Logistically, the process would begin like a routine interplanetary mission, with a nuclear weapon mounted securely atop a standard launch vehicle, then delivered to the asteroid on a small spacecraft. From there, the weapon could be detonated near the asteroid during a high-speed flyby — or, ideally, the nuke-carrying spacecraft could rendezvous with the target asteroid, orbiting it for months or even years to find the perfect angle of approach, much like NASA's OSIRIS-REx spacecraft did with asteroid Bennu from Dec. 2018 to Oct. 2020. The ideal spot for a nuclear detonation would be within a few hundred feet of the asteroid, Barbee said.
Then, the explosion — a blast that would look nothing like any nuclear bomb ever detonated on Earth.
"Space, of course, is a vacuum… so you don't get a big pressure wave, or any of the thermal effects of a terrestrial detonation," Barbee said. "You get a whole lot of radiation all at once."
This torrent of radiation would penetrate and vaporize a thin outer layer of the asteroid's surface. Then, like a kinetic impactor on steroids, the vaporized material would shoot off the asteroid, giving the rock a powerful shove away from the explosion. If positioned correctly, the explosion would knock the planet-killer off its collision course with Earth.
This method could be equally effective at disrupting smaller "city killer" asteroids, too — those measuring at least 165 feet (50 m) in diameter, which is generally considered the minimum size for an asteroid to reach Earth's surface, Barbee said. While a kinetic impact against such a rock runs the risk of fragmenting it, forming chunks of unknown sizes moving in unpredictable ways, a well-placed nuke could simply "blow the asteroid to smithereens," solving the problem at once, Barbee added.
However, for now the "nuke it" method exists only in simulations based on data from terrestrial explosions. Many factors, including the size and composition of the asteroid, and the timeframe and trajectory of its approach to Earth, would ultimately impact such a mission's success.
Timing is everything
The biggest challenge with both methods is timing. In their Planetary Defense Conference exercises, astronomers were given 15 years' warning before the hypothetical asteroid's impact with Earth. This gave them ample time to plan, launch and rendezvous a spacecraft with the asteroid.
If a real planet-killer was discovered just a year or two before impact, things would get dicey.

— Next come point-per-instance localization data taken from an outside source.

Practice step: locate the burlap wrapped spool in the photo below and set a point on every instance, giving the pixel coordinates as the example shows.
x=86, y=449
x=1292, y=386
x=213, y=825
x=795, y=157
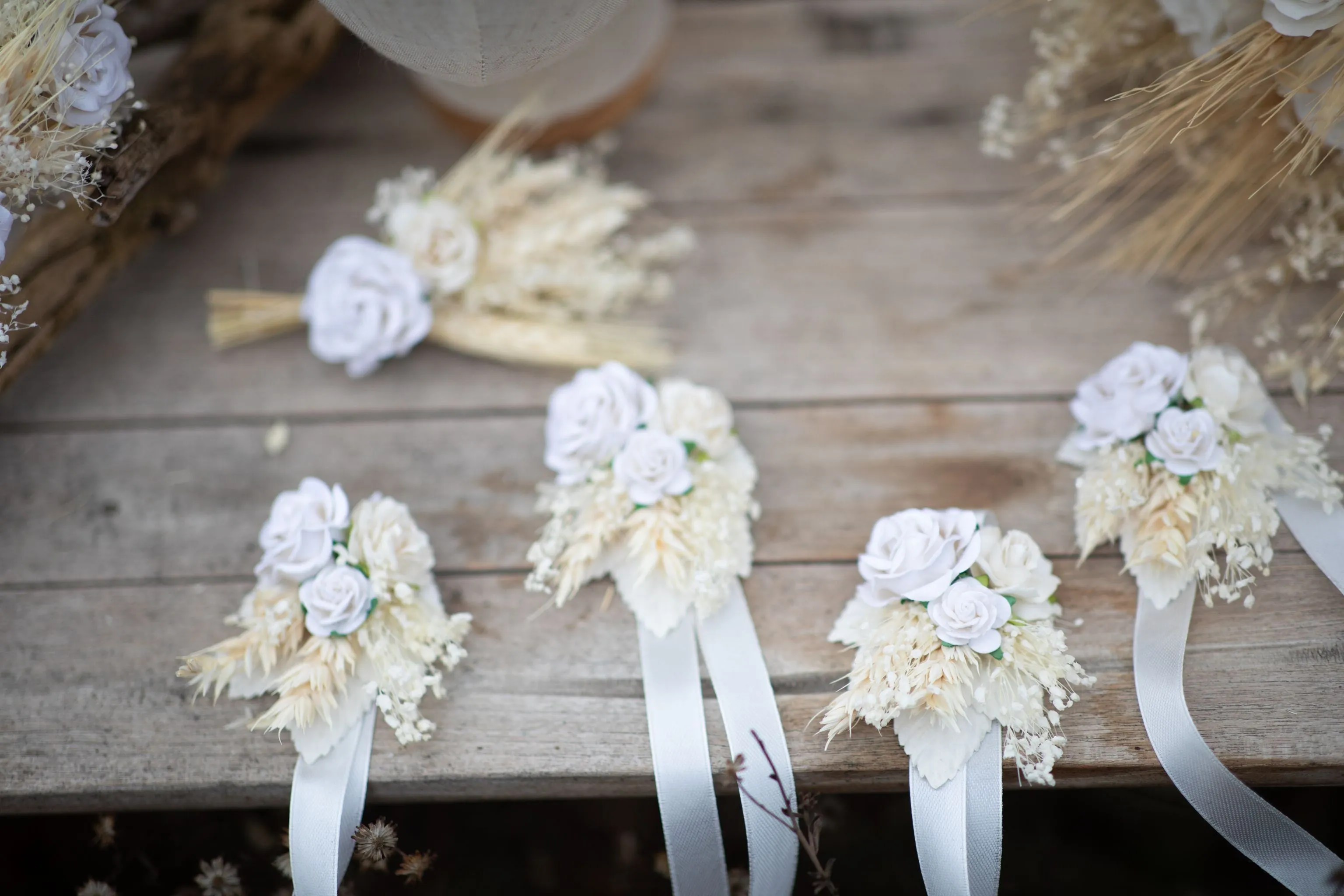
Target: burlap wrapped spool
x=589, y=62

"The typical interplanetary mission development timeline is about five years," Barbee said. "The way things stand right now, getting something off the ground in a year would be very difficult. I don't want to say outright that it would be impossible, but it would certainly be a big challenge."
That's why the best planetary defense is detecting asteroids early — charting them, monitoring them, and developing a contingency plan of attack. Many ground-based observatories are already on the case, with several space-based missions — including NASA's NEO Surveyor and ESA's NEOMIR satellites — in the works to join them. Hopefully, together, these eyes on the skies will keep scientists well informed about any killers lurking in the cosmic fog.
"Asteroid impacts are one of the few natural disasters that we actually have the means to both foresee and prevent," Barbee said. "And so we're taking advantage of that fact and trying to become as prepared as possible."